3. 初期虫歯を再石灰化で治すためのアプローチ
虫歯は細菌が産生する酸によって歯のミネラル(主にカルシウムとリン酸)が溶け出す「脱灰」から始まります。しかし、この脱灰は不可逆的なプロセスではなく、適切な環境が整えば失われたミネラルを取り戻す「再石灰化」が起こります。エナメル質がわずかに白濁した「ホワイトスポット」や、象牙質まで達していない浅いう蝕の段階であれば、削らずに再石灰化を促して病変の進行を止めることが可能です。再石灰化を支援する最も基本的な手段はフッ化物の活用です。歯科医院での高濃度フッ化物塗布は、エナメル質表面へのフッ化カルシウムの沈着を助け、酸に対する抵抗性を高めます。日常的には、フッ化物配合歯磨き粉の継続使用と食後のうがいが再石灰化環境の維持に貢献します。加えて、唾液量を低下させる口呼吸・睡眠不足・特定の薬剤の服用といった要因が重なると再石灰化が滞るため、生活習慣の見直しと口腔内環境の整備が、削らない選択を成立させる前提条件となります。豊明の歯科では、病変の深さと活動性を評価したうえで「経過観察+再石灰化支援」か「即時処置」かの判断を丁寧に行っています。
再石灰化が起きやすい口腔環境の条件
唾液には緩衝能(酸を中和する力)と再石灰化に必要なカルシウム・リン酸イオンが含まれています。唾液が十分に機能する口腔環境を整えることが、治療なしで虫歯を食い止める鍵です。
- 食間に水を飲む習慣や、キシリトール配合のガムを活用することで唾液分泌と中和を促せます。
- 間食の回数を減らして脱灰の機会を限定することが、再石灰化の時間を確保するうえで効果的です。
フッ化物の種類と使い分けによる効果の差
歯科での塗布に使うフッ化物の濃度は市販品の約10倍以上に達し、エナメル質への直接的な保護効果が高くなります。自宅ケアと歯科処置の組み合わせが再石灰化の効率を最大化します。
- 就寝前に高濃度フッ化物配合歯磨き粉を使い、うがいを最小限にとどめると唾液中のフッ素濃度が長時間維持されます。
- フッ化物ジェルをトレーで歯面に留置する方法は、ホワイトスポット病変への集中的なアプローチとして有効です。
4. 保存治療で歯の構造を可能な限り温存する
保存治療における「歯質温存」は、単に削る量を減らすという技術論にとどまりません。歯の構造を理解したうえで、どの部位を保ちどの部位を除去すべきかを判断する診断力が、治療全体の質を支えます。エナメル質・象牙質・歯髄の三層構造において、最も保護すべきは歯髄(神経)です。歯髄への熱刺激・細菌感染・機械的刺激が重なると不可逆的な歯髄炎へ移行するリスクがあるため、深い虫歯の処置では「どこまで除去するか」の判断が特に重要になります。この判断を助ける技術として、「選択的カリエス除去」と呼ばれるアプローチがあります。深部の軟化象牙質すべてを一度に除去するのではなく、最も感染度の高い表層のみを取り除いて修復材で密封し、残存した細菌が酸素のない環境で不活性化するのを待つ手法(段階的除去法)が、歯髄温存の観点から採用されるケースがあります。歯を残すことが全身の咀嚼機能・発音・顎骨の維持に直結するという認識のもと、豊明の歯科でも歯質温存を最優先とした治療計画が立てられています。
段階的除去法が適応される症例と手順
歯髄に近接した深部う蝕において、一度の完全除去より段階的除去のほうが歯髄温存率が高いことが複数の臨床研究で示されています。豊明でもこの方法を採用する歯科医院が増えています。
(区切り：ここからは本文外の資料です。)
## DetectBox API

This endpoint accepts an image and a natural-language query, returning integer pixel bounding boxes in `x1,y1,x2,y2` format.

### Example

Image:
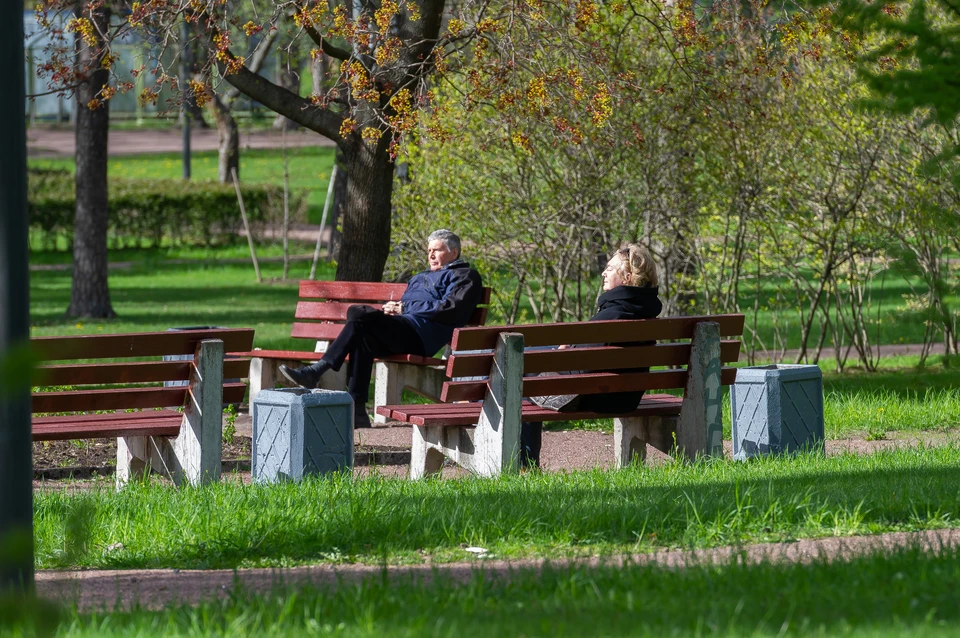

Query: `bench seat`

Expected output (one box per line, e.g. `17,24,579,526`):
239,280,490,423
32,410,183,441
30,328,254,487
230,350,447,366
377,394,683,427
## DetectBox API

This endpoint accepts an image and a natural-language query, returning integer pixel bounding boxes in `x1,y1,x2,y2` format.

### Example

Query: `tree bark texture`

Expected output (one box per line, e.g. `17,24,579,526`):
337,142,393,281
67,2,116,318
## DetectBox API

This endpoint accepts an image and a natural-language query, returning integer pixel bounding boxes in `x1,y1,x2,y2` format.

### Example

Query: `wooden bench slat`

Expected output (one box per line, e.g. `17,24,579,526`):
35,359,250,385
447,341,740,377
30,328,254,361
294,301,487,334
31,383,247,412
300,279,407,303
231,350,447,364
32,410,183,441
440,368,737,403
452,315,744,351
290,321,352,341
377,394,683,426
300,279,492,304
32,386,187,412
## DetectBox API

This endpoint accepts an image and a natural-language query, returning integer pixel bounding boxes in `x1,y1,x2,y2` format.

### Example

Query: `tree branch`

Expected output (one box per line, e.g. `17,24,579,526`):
223,29,280,108
217,52,344,145
304,26,350,60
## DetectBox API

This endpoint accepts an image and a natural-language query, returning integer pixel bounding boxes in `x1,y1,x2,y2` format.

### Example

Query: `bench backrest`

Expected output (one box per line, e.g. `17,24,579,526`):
290,280,490,341
441,315,744,402
30,328,254,413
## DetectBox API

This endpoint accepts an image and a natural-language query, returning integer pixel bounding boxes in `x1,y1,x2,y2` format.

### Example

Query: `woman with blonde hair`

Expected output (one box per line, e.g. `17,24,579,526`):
520,244,663,467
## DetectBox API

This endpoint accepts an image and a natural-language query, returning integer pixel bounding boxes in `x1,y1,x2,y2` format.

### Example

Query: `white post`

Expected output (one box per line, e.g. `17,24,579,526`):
677,321,723,460
473,332,523,476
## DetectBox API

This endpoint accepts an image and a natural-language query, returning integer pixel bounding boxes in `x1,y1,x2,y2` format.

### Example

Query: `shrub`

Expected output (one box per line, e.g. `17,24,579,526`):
28,170,303,246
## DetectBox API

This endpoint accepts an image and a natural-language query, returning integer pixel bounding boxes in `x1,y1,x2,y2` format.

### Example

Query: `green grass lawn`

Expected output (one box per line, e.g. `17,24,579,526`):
30,250,960,438
34,445,960,569
11,547,960,637
30,146,335,224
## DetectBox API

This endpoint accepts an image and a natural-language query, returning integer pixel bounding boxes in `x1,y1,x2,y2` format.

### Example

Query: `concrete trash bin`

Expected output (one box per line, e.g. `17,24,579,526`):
730,364,824,461
251,388,353,483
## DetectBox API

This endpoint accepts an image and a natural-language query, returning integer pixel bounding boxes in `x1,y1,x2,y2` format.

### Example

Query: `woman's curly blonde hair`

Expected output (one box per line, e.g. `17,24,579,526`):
617,244,659,287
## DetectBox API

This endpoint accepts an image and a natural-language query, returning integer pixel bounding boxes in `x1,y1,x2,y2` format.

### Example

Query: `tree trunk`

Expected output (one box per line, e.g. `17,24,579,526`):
273,55,300,131
208,91,240,184
337,142,393,281
67,2,116,318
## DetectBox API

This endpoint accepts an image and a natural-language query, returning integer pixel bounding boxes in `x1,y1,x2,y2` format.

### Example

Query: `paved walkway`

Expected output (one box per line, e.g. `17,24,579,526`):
27,127,333,157
36,529,960,610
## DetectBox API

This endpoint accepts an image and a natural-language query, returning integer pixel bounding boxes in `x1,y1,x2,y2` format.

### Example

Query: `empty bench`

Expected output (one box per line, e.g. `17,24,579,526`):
236,280,490,423
30,329,254,486
378,315,744,478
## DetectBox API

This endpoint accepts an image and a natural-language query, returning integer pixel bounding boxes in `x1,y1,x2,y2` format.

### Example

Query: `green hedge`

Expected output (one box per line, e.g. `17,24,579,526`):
28,170,299,247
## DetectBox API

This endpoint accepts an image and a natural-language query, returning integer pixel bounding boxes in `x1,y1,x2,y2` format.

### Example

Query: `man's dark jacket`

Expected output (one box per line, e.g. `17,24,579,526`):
400,259,483,356
578,286,663,413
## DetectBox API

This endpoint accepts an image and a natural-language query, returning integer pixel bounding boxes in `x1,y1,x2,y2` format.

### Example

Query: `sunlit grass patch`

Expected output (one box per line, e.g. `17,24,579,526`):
35,446,960,568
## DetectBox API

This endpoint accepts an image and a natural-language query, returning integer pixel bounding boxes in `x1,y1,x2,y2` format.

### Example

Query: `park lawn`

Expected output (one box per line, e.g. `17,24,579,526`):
29,146,336,224
9,547,960,638
30,254,333,349
30,252,960,439
34,444,960,569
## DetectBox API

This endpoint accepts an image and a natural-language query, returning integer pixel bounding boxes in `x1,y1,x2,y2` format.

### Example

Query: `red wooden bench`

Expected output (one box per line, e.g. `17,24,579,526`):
30,329,254,485
378,315,744,478
236,281,490,423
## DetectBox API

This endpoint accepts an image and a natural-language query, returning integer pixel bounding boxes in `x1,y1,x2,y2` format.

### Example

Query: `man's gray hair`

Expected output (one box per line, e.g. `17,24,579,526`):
427,228,460,257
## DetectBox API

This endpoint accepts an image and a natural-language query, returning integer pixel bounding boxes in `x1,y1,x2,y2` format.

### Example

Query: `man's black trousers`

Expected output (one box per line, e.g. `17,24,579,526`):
322,306,425,406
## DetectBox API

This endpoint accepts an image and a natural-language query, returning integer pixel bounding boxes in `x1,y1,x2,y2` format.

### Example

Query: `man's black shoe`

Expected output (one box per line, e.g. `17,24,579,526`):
280,365,322,390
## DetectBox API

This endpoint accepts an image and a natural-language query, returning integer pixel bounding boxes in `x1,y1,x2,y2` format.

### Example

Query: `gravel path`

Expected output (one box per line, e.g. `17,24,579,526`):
37,530,960,610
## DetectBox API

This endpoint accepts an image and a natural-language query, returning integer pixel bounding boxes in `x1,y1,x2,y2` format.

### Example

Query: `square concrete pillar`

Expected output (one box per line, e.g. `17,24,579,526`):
730,364,824,461
251,388,353,483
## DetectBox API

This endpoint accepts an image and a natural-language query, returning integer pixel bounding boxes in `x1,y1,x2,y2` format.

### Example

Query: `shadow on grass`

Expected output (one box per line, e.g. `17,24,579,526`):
35,448,960,568
33,547,960,636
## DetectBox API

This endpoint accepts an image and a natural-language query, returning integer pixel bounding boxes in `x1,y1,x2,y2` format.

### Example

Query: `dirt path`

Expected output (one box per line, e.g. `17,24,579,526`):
36,529,960,610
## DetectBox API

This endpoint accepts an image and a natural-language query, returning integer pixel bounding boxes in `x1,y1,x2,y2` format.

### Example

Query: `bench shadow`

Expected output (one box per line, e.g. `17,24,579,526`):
80,458,960,568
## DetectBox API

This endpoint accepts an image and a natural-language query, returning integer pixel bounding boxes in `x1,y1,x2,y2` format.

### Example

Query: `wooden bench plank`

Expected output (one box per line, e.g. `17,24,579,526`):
35,359,250,385
440,368,737,403
32,410,183,441
31,383,247,412
452,315,744,351
232,350,447,368
377,394,683,426
30,328,254,361
447,341,740,377
300,280,492,304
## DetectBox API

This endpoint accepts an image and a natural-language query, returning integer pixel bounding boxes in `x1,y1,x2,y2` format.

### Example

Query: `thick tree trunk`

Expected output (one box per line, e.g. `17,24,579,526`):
67,5,116,317
273,57,300,131
337,142,393,281
209,92,240,184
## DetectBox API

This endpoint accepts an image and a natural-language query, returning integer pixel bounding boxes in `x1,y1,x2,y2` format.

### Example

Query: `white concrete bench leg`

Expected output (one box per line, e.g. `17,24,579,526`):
677,321,723,460
473,332,523,476
410,333,523,478
373,361,446,423
117,339,223,488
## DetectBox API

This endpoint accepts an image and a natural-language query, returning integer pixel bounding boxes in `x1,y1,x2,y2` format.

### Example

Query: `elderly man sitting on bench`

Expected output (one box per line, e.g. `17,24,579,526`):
280,229,483,428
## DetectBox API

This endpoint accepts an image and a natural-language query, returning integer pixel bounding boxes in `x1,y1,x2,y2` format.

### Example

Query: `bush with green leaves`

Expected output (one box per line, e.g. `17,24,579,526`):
28,170,302,247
- 第一段階では最も軟化した部分のみを除去し、水酸化カルシウムや生体親和性セメントで仮封します。
- 数カ月後の再診で二次象牙質の形成を確認できた場合に、最終修復へと移行するプロセスを踏みます。
歯髄保存を目的とした直接・間接覆髄の選択基準
感染が歯髄に達していない場合は覆髄(ライニング)を行うことで神経を温存できます。材料の選択と密封性が長期予後を左右します。
- MTA(鉱物三酸化物凝集体)は生体親和性が高く、象牙質様の二次象牙質形成を促す覆髄材として評価されています。
- 間接覆髄後の修復物の密封性が不十分だと細菌漏洩が起き、歯髄温存の効果が失われるため適合確認が必須です。
歯質温存を実現するMI治療の3つの判断軸
- ● 病変の活動性評価:進行中か停止性かを判断し、経過観察と即時処置を使い分けます。
- ● 感染深度の精密把握:う蝕検知液と拡大視野で除去範囲を最小化します。
- ● 歯髄との距離の確認:歯髄への影響を考慮した除去量の判断が長期予後を決めます。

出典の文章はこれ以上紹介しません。